February 21st, 2022 @ 12:44 am
i never took one of these quizzes before, and whenever i think “my love language” i’m just thinking funny/every day shit like “thoughtful texts” (no matter how small), “hockey tickets”, “chicken cutlets”, “ferrero roche balls”, “creating specific memories”, etc. – but apparently, it’s an actual thing. so here were my results:
words of affirmation – 33%
actions don’t always speak louder than words. if this is your love language, unsolicited compliments mean the world to you. hearing the words, “i love you,” are important – hearing the reasons behind that love sends your spirits skyward. insults can leave you shattered and are not easily forgotten. kind, encouraging, and positive words are truly life-giving.
i would rather have attention via words any day of the week vs. material things. it’s been a rarity over time to have been showered with thoughtful words i want to hear. to be honest, it’s only been a handful, and i should have never let them go. i haven’t had that in a long time, and yearn for it again.
“i miss you”, “i’ve been thinking about you”, “i want to see you” and physical compliments go a long way.
receiving gifts – 20%
don’t mistake this love language for materialism; the receiver of gifts thrives on the love, thoughtfulness, and effort behind the gift. if you speak this language, the perfect gift or gesture shows that you are known, you are cared for, and you are prized above whatever was sacrificed to bring the gift to you. a missed birthday, anniversary, or a hasty, thoughtless gift would be disastrous – so would the absence of everyday gestures. gifts are visual representations of love and are treasured greatly.
it’s a rarity when people get this right, and it’s all i really want aside from verbal thoughtfulness. if i’m at rite aid, i’m picking up your favorite candy, just because. just to make you smile. is it too much to desire that back? i don’t think so… it takes two seconds to be thoughtful, people.

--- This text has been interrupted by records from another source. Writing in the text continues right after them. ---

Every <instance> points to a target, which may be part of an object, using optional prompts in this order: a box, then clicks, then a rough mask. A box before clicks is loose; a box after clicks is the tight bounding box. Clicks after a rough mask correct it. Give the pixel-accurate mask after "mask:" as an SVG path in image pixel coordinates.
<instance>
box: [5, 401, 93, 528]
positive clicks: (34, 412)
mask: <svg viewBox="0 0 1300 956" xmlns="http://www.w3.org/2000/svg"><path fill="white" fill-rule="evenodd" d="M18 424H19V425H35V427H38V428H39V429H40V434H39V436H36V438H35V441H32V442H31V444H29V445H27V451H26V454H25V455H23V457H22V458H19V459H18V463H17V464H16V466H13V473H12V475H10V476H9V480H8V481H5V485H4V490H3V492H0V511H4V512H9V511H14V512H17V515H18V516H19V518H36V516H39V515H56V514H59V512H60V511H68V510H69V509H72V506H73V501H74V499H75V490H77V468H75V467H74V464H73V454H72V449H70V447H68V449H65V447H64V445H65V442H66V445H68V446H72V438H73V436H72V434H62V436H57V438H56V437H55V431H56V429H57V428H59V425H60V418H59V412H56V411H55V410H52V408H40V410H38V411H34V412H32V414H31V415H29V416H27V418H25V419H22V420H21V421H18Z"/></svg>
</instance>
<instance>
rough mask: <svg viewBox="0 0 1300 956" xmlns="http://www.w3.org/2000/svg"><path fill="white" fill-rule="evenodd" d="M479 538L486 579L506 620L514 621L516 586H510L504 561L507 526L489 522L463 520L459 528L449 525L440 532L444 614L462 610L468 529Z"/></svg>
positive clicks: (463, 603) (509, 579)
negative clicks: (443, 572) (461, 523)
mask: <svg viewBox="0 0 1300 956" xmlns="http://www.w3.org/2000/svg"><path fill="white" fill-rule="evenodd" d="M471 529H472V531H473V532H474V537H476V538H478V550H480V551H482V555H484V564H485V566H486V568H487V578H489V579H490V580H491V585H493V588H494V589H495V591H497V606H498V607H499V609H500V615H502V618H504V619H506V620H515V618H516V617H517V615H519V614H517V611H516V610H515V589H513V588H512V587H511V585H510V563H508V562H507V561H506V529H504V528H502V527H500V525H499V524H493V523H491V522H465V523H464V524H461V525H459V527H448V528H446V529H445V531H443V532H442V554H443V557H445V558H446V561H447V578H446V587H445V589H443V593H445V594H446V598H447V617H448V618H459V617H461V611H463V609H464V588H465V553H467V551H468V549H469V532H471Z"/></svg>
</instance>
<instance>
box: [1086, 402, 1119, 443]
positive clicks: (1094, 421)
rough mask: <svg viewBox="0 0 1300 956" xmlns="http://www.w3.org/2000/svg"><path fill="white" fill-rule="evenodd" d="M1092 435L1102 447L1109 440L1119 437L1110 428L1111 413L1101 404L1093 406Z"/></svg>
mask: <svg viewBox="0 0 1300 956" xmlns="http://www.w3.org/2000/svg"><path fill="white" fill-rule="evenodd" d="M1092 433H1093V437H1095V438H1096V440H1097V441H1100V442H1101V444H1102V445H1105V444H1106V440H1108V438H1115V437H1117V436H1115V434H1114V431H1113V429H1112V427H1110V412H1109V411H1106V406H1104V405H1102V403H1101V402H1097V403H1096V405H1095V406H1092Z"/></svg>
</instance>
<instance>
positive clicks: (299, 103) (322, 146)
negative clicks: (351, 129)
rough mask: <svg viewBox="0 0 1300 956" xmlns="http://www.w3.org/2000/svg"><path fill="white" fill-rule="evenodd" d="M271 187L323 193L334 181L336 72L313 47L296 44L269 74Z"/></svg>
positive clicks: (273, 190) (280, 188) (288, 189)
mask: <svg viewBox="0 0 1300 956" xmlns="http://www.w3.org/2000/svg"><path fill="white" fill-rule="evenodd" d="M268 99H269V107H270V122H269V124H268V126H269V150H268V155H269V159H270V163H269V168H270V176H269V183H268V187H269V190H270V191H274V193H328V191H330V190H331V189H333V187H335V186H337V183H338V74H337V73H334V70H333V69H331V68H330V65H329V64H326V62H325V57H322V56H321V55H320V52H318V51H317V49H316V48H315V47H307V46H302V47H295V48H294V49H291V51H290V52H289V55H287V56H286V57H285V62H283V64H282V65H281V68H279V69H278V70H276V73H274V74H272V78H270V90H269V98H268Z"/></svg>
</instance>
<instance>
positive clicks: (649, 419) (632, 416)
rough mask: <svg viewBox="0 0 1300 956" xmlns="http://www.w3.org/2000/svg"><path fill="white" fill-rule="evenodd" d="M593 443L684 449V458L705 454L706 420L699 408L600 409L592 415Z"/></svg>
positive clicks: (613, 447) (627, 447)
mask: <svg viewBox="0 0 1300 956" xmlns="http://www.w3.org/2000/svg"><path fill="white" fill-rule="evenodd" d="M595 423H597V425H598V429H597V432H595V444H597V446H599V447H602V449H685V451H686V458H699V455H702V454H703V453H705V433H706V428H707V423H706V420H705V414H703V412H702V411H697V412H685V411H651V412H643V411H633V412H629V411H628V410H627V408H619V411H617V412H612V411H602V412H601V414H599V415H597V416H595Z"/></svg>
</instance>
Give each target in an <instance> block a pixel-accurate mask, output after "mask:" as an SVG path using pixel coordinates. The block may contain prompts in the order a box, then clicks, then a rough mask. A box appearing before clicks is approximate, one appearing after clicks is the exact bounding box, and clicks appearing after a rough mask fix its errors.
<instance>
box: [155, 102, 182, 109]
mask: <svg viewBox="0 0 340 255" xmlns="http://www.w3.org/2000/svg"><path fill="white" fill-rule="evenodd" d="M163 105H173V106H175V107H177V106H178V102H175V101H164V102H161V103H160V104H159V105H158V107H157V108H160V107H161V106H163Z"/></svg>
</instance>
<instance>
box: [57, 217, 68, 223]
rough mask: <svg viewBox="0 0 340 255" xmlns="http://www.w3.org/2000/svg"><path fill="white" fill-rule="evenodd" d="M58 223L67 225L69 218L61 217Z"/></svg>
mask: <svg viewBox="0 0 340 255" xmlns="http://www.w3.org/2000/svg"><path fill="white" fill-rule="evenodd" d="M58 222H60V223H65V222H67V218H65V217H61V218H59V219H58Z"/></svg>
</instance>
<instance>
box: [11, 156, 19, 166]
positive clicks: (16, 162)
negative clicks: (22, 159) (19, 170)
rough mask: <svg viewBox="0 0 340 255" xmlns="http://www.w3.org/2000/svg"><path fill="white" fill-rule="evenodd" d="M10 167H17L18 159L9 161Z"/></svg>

i think this is high on the list for me, because i do it for others all the time. not just relationships – for friends too. thoughtfulness means so much to me. whether it be restoring a lost item from the past, to adding to a wardrobe, having something for a bookshelf, some relic from a shared tv show, me making you something by hand or a framed pic from a trip, etc. – i love all that shit. ♥
physical touch – 17%
this language isn’t all about the bedroom. a person whose primary language is physical touch is, not surprisingly, very touchy. hugs, pats on the back, holding hands, and thoughtful touches on the arm, shoulder, or face – they can all be ways to show excitement, concern, care, and love. physical presence and accessibility are crucial, while neglect or abuse can be unforgivable and destructive. physical touch fosters a sense of security and belonging in any relationship.
true! (although the bedroom stuff is v important, too) …don’t hold my hand though, i hate that shit.
quality time – 17%
in the vernacular of quality time, nothing says, “i love you,” like full, undivided attention. being there for this type of person is critical, but really being there – with the tv off, fork and knife down, and all chores and tasks on standby – makes your significant other feel truly special and loved. distractions, postponed dates, or the failure to listen can be especially hurtful. quality time also means sharing quality conversation and quality activities.
i don’t mind some attention – but i’m not expecting full, undivided attention. when it comes time to being on your phone – just don’t be rude.
also: i hate being around people 24/7. i need my space, and i assume others do, too. i have no prob spending a lot of time with someone if they want to, but i’m never against having personal days.
acts of service – 13%
can vacuuming the floors really be an expression of love? absolutely! anything you do to ease the burden of responsibilities weighing on an “acts of service” person will speak volumes. the words he or she most want to hear: “let me do that for you.” laziness, broken commitments, and making more work for them tell speakers of this language their feelings don’t matter. finding ways to serve speaks volumes to the recipient of these acts.
i have OCD, don’t do anything i don’t ask you to do and we’ll be grand, lol.